Outside back play – Fabian Johnson is a very, very good left back – such an upgrade from our prior options (Bornstein, Pearce) as to be game changing for the US. Cherundolo is his steady, underappreciated self.

Leadership – this team is mature, focused, and has leaders all over the field. Bocanegra is the captain, but you saw captain-ish displays of leadership from many players during the game. After the game, the team was on message as well – they know this is just a start and we’re far from accomplishing anything meaningful yet.

Defensive midfield play – Edu did a fine job in a critical role.  His positioning discipline and precise, aggressive tackling allowed Bradley and Jones to rampage wherever they wanted. Scotland was unable to build anything up the middle.  At all.

The Just OK

Cameron – The Houston Centerback has a ton of promise, but was caught ball-watching on the header that he then bungled into the net.  Pretty solid other than that – and I’m glad Klinsmann is making a concerted effort to build depth here.

Boyd – The internet seems to like the Center Forward a bunch after this game.  Surely youth plays into some of that.  I see the potential, but no polish yet. His workrate is excellent, but he lost some balls he should have kept and generally failed to make an impact. Altidore and Gomez give us more today.

Vulnerability to Width – Scotland didn’t have the speed or skill to punish us, but it looks like we’re vulnerable to speedy and precise wing play.  With our outside backs and two CM’s pushing up with the three forwards, Edu can’t cover that much ground when the ball turns over and is played into the vacated wide space.
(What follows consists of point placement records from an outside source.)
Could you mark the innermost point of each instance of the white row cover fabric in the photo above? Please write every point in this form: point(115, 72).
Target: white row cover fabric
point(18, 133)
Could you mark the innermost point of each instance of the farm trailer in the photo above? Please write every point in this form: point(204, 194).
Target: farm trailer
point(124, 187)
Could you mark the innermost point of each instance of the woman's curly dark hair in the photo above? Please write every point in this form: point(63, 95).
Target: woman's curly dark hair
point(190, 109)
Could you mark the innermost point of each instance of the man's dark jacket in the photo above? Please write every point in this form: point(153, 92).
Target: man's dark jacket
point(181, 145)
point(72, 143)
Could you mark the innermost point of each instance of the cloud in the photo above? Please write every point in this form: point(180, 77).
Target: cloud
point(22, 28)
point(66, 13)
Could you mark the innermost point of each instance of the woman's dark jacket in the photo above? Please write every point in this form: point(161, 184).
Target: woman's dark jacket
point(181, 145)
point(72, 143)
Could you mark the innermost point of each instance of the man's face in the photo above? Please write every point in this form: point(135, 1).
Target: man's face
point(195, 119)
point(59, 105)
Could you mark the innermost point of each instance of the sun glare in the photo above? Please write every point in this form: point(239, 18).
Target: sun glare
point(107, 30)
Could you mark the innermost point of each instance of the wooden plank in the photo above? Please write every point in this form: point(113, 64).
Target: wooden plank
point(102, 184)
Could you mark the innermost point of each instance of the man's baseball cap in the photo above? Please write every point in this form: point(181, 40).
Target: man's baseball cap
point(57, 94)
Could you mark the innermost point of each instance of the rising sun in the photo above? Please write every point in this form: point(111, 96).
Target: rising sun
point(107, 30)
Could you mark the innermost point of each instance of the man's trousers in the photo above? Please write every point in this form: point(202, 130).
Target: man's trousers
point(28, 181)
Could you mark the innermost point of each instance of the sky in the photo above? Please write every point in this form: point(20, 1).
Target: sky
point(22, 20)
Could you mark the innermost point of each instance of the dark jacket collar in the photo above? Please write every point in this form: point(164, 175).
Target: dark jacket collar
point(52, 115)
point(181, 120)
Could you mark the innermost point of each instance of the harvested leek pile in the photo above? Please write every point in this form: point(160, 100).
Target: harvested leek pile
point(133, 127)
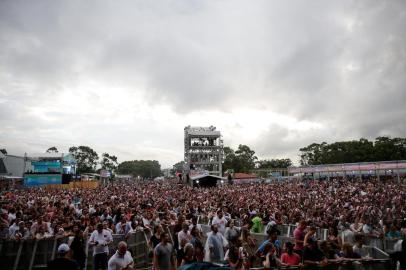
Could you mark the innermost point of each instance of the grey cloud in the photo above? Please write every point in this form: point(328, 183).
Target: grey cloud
point(287, 58)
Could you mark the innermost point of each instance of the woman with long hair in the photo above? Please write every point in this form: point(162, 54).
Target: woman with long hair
point(289, 257)
point(78, 246)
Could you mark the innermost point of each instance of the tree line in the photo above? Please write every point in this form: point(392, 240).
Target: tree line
point(362, 150)
point(87, 161)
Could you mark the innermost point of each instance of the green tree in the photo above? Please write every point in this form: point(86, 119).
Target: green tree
point(362, 150)
point(52, 149)
point(109, 162)
point(86, 158)
point(144, 168)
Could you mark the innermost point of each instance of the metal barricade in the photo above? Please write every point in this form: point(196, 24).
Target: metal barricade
point(389, 244)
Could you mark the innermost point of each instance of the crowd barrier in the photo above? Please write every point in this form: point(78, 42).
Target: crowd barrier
point(378, 258)
point(35, 254)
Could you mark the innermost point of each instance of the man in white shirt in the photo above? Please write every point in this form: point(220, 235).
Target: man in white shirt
point(184, 236)
point(121, 259)
point(100, 239)
point(220, 221)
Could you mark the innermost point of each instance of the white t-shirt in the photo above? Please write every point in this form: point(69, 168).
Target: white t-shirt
point(102, 239)
point(221, 224)
point(118, 262)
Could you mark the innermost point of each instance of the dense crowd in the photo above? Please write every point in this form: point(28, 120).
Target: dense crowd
point(370, 207)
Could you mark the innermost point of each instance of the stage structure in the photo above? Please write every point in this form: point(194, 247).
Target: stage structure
point(203, 151)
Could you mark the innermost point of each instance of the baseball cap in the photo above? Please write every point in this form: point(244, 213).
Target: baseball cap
point(63, 248)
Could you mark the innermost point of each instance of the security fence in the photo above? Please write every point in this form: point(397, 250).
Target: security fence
point(35, 254)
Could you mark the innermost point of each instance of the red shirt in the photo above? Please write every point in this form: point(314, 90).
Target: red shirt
point(293, 259)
This appears to be the tradeoff Klinsmann made in this game and it paid off, as the Scots lacked the wherewithal to exploit us.  But Brazil won’t – and I anticipate adjustments.


Klinsmann’s stamp on this team seems clear at this point and I’m on the bandwagon. If this is the level of play we’re going to call our standard from now on, we’re in for a fun few years.


The level of competition raises just a tad – Brazil in DC tonight on ESPN2. I’m optimistic about our ability to get a result, but won’t be too disappointed without one. Last time we played them, a bunch of their kids ran our first team off the park – this will be an interesting measuring stick.